Reading Native Excel Files in Perl
In my last article for Linux Journal's web edition, I discussed a web-based program that queried an SQL database and output a native Excel file. That article was based on a program I wrote for a customer some time ago. Today, I'm going to write about doing the exact opposite; today's program will accept an Excel spreadsheet, collect data from it, and make additions to an SQL database. This program is also based on a program I'm writing for a customer. In fact, I wrote both programs for the same customer.
In the past, my customer would upload data into the database using a standard ASCII file. They worked with their data in Excel and would export it when it was time to put it into the SQL database. However, it seems that they invariably had difficulty remembering if their data was supposed to be exported as comma-delimited, or tab-delimited format. This fact alone made for some frustrating times. But it got worse.
Comma-delimited data is easy to read in a text editor, and not too difficult to manipulate programatically. This format works great with most types of data such as names and phone numbers. But it doesn't work well for all types of data. For example, comma-delimited format works great for storing information about my friend:
John,Q,Public,15055551234
It's easy to see that we've got a first name, middle initial, last name, and phone number. But, comma-delimited format doesn't do so well for storing information about my friend's son, John Q. Public, Jr:
John,Q,Public, Jr.,15055551234
So, it seems that perhaps tab-delimited format might be better:
John Q Public, Jr. 15055551234
Well, that LOOKS a lot better. However, there is a problem. When I typed this data in, I put a space at the end of the first name by mistake. Can you see it? Nope, neither can I, but it's there and it could cause a lot of problems for us down the road.

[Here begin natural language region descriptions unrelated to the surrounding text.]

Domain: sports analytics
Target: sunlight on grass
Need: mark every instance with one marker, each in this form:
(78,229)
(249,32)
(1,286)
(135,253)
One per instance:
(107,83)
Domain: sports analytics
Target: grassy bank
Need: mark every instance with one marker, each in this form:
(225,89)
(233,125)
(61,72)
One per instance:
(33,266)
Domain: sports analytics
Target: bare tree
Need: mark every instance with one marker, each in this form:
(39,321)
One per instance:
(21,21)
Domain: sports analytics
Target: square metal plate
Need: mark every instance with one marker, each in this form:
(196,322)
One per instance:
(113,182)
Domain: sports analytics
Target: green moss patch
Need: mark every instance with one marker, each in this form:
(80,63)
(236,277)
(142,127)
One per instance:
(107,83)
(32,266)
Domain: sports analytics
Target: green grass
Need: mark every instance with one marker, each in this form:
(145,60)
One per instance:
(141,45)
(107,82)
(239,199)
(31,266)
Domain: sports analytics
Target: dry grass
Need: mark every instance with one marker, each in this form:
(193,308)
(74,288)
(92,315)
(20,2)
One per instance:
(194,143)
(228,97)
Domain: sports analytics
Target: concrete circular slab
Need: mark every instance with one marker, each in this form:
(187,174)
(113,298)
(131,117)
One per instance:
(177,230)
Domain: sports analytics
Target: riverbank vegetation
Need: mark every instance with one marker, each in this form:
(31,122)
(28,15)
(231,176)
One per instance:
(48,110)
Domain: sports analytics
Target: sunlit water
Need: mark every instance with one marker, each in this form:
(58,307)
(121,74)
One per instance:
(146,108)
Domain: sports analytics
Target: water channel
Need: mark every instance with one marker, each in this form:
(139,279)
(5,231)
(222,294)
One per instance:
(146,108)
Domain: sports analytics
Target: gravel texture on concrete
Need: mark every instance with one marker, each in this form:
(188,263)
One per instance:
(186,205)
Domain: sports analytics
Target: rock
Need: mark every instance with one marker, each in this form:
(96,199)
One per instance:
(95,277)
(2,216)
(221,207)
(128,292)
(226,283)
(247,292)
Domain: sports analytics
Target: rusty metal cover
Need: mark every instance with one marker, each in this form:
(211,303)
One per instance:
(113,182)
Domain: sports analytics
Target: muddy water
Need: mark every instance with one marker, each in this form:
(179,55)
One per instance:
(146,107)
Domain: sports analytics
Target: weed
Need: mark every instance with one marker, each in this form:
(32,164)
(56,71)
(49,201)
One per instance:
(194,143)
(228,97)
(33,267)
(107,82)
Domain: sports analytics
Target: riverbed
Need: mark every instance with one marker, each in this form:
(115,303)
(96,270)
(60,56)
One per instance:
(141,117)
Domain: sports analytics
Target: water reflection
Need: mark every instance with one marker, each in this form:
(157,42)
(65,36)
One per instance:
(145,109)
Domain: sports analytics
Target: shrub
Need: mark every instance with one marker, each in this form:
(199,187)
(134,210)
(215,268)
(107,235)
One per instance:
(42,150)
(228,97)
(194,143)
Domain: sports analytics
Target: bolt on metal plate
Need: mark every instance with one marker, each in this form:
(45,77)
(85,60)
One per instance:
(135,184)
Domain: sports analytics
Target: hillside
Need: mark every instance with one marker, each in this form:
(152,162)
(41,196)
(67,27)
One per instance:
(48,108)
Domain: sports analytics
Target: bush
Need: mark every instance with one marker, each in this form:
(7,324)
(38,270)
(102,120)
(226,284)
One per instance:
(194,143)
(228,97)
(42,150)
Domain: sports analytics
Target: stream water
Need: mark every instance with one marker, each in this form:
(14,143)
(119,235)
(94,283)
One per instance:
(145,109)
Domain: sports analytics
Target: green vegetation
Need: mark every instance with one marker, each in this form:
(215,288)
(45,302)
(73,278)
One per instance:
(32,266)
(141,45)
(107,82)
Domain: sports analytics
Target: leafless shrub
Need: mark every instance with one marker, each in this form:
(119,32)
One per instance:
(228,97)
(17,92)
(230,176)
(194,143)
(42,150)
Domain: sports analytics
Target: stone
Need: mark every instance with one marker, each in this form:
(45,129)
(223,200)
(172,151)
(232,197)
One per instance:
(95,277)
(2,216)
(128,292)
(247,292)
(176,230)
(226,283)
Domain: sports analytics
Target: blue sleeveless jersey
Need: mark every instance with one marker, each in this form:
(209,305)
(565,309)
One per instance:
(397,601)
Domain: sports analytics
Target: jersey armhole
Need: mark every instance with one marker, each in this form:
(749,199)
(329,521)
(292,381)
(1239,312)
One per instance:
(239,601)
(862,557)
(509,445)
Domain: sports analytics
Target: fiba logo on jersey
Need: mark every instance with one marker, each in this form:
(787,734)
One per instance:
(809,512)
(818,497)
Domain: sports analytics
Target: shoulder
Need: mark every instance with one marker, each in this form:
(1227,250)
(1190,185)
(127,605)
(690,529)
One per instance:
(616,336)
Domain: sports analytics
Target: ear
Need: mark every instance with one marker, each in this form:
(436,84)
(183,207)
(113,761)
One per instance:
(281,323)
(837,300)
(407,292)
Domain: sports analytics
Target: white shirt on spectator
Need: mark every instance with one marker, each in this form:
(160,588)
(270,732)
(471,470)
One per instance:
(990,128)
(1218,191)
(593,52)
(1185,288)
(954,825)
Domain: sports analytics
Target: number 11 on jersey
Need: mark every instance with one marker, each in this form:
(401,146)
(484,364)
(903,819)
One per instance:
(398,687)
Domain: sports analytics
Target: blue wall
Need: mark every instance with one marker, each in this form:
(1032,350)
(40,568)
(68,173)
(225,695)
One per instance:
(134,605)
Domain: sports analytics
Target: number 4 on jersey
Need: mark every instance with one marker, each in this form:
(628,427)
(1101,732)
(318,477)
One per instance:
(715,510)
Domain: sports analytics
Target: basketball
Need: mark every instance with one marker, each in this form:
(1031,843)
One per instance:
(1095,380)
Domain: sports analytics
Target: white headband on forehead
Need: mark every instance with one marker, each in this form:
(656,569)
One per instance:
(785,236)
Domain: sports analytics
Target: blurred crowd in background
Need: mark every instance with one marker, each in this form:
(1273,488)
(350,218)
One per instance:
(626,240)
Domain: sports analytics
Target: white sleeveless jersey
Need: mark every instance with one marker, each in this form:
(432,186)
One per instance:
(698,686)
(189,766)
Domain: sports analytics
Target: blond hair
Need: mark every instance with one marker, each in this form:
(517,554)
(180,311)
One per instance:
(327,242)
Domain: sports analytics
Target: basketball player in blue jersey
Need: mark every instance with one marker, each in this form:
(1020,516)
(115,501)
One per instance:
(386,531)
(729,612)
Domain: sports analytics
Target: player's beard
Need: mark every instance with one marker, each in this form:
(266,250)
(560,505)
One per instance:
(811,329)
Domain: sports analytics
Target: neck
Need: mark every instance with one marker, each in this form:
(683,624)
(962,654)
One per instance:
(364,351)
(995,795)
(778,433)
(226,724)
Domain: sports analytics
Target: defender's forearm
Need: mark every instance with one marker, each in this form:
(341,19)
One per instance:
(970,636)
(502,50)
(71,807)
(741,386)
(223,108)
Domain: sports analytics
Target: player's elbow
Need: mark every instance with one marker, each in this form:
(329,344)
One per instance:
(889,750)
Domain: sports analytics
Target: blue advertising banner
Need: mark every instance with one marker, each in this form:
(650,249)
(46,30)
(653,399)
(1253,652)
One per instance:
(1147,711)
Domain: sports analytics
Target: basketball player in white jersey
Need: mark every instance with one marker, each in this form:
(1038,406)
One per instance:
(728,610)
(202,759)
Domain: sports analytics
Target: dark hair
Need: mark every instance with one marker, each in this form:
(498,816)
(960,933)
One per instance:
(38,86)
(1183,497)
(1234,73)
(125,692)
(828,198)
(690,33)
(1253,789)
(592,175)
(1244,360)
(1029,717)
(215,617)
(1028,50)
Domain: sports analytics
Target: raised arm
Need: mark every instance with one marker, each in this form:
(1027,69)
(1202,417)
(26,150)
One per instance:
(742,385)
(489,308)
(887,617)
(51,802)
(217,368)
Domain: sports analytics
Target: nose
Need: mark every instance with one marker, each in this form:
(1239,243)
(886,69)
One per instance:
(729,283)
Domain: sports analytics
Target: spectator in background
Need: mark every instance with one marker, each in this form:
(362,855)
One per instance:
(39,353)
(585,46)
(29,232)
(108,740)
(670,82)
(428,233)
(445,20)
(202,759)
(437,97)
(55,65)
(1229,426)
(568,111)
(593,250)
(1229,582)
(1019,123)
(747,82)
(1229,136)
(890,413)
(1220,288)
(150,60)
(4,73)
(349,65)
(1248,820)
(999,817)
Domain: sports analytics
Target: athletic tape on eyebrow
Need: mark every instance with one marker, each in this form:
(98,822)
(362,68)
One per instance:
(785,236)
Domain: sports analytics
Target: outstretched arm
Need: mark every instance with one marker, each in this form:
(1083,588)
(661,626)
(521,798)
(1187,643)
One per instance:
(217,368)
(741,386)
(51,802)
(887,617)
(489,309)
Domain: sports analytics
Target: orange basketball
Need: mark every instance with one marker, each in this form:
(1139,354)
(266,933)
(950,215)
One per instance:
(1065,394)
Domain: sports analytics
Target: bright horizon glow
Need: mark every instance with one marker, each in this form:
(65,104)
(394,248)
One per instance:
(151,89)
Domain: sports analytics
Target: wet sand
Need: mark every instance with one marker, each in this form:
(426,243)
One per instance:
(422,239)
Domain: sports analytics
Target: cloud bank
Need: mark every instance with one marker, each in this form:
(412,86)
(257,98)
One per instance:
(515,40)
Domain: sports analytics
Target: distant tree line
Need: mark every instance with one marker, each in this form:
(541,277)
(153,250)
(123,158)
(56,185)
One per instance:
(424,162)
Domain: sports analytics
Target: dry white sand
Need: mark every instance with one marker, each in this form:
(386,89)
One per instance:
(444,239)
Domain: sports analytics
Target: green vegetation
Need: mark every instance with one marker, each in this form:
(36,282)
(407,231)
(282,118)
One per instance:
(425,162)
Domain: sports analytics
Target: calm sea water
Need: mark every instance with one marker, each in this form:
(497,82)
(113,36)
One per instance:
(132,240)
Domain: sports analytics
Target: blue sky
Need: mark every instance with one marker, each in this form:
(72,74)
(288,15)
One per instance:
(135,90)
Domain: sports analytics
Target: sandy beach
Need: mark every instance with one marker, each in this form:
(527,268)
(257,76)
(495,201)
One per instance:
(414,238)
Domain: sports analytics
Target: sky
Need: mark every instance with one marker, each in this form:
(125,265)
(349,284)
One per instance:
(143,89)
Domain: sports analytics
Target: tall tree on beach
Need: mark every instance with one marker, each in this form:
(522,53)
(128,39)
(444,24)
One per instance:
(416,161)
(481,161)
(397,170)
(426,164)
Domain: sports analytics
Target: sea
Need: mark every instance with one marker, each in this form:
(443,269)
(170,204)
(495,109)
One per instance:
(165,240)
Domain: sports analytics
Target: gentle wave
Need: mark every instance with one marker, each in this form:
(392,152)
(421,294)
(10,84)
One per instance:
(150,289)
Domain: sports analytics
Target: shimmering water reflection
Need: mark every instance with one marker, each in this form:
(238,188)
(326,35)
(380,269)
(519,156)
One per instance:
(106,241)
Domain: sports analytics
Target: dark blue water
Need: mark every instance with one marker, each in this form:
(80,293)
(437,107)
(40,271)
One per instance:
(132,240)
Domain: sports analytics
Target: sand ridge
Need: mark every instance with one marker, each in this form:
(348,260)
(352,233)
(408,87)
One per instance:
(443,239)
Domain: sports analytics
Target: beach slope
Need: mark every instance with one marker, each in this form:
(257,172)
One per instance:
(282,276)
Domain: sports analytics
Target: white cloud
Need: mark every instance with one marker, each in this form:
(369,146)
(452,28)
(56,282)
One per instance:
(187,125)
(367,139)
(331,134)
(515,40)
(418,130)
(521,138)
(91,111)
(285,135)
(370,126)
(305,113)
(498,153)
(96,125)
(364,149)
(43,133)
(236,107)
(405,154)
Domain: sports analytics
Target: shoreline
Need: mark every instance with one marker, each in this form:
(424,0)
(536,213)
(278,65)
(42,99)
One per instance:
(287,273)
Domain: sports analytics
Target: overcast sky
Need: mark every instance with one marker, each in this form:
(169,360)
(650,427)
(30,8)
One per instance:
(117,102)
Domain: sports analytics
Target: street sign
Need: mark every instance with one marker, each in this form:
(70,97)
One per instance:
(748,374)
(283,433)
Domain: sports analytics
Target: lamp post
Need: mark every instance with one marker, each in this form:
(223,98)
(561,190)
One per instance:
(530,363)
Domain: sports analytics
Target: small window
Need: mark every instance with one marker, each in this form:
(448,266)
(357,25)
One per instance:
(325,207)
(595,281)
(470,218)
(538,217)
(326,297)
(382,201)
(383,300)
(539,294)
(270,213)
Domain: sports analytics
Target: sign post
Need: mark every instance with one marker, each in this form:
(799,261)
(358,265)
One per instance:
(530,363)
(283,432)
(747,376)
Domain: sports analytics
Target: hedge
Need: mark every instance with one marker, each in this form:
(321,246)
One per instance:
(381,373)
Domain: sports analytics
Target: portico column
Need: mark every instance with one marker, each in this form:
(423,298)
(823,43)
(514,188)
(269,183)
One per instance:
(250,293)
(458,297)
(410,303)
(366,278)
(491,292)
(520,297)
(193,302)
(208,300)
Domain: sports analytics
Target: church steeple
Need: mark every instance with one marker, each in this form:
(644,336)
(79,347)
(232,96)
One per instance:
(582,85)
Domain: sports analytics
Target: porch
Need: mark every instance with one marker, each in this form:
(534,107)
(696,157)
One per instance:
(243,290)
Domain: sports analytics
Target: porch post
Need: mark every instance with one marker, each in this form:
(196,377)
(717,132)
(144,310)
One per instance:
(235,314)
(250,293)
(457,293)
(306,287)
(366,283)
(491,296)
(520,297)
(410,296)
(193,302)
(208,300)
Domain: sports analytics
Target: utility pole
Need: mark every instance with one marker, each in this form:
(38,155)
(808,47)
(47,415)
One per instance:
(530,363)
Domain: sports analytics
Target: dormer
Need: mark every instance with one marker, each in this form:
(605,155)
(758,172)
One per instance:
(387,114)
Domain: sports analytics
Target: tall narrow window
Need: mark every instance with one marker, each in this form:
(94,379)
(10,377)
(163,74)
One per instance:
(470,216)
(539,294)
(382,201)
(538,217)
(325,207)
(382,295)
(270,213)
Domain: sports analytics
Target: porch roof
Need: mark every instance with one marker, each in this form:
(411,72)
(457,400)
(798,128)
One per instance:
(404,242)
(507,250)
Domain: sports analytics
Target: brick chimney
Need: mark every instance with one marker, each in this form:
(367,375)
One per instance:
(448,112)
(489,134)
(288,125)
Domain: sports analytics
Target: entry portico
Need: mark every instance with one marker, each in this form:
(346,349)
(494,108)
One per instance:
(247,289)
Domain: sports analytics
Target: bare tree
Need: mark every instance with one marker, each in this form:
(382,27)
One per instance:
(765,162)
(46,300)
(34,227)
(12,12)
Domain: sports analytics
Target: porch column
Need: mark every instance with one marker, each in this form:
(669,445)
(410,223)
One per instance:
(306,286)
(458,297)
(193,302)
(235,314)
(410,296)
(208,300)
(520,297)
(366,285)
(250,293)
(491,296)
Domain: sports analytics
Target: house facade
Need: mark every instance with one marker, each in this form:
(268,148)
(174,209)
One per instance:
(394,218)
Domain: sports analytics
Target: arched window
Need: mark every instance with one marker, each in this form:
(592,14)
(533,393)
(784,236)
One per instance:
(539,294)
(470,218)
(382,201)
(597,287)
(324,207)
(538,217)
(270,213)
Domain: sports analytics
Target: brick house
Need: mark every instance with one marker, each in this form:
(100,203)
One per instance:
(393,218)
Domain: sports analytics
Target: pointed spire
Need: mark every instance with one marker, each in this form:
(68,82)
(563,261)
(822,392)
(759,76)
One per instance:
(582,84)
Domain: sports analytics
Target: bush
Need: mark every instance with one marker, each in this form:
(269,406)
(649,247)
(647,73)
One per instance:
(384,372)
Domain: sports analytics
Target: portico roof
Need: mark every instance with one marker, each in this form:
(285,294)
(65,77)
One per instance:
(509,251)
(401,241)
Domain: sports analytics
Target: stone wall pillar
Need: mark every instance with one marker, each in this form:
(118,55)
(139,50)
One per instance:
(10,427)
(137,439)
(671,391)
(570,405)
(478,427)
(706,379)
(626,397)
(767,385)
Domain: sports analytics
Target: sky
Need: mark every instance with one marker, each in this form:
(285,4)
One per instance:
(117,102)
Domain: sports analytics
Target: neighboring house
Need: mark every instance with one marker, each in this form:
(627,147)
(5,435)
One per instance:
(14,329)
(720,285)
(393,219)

Finally, what if we had more than just a handful fields to deal with? Tab-delimited format would quickly become unwieldy to look at with an editor.
So it seems that keeping our data in native Excel format is a nice choice. It may seem that I'm exaggerating a bit with the discussion above, but my customer has run into each of these problems in the past and it's been
frustrating for them. So, we decided to use Excel for both output and input data formats. This works well for my customer since they are familiar with manipulating data in Excel and I'm able to do testing with spreadsheets created in OpenOffice.
The only remaining issue is making sure we all agree on which columns hold what data fields. Our program takes a few extra steps to make sure this problem goes away.
For this article, I've contrived a scenario that allows me to demonstrate many of the features of the Spreadsheet::ParseExcel Perl module.
In this example, we've got a bunch of people going around to schools and collecting data about the children. We're collecting full name and phone number. We're also interested in knowing if they have an A average or an F average. We also want to be able to keep the data separated by school. For those kids with an A average, we're changing the color of their name to green; for those kids with an F average, were setting their name to red. Also, we're creating a new worksheet for each school and naming the sheet after the school the child attends. Obviously, this method isn't very efficient, but like I said, this is a contrived example meant to demonstrate various parts of the module.
The point of this demonstration is to get the raw data out of the spreadsheet, get the names of each of the
worksheets in the spreadsheet, and gather information about the formatting in each cell. Once you see how all of this is accomplished, you'll be able to use the module to do whatever you might need to do.
But first, we need a database to store the results in. We're only needing one table to store our data in, and here it is:
drop table children;
create table children (
name varchar(50),
phone char(11),
school varchar(50),
code char(6)
);
I know, using a varchar(50) to store a kid's name and school is probably overkill. Also, you'll notice that I'm using a char(6) for the code field. The code field will store the color information from the name field, in RRGGBB hex format. Once the data is in the database, it wouldn't take too much effort to pretty things up a bit.
Now that we've got our database table defined, we need a web form so that we can upload our data. This simple
form will get the job done:
<html>
<head>
<title>Data Upload Page</title>
</head>
<body>
Upload Your Data
<form name=main method=POST action=/cgi-bin/load.pl ENCTYPE="multipart/form-data">
<input type=file name=file>
<input type=submit>
</form>
</body>
</html>
Now all we do is save this file to an html file in our web server's webspace. When our data collectors point their browsers at the resulting URL, they'll be able to upload their Excel data into our database.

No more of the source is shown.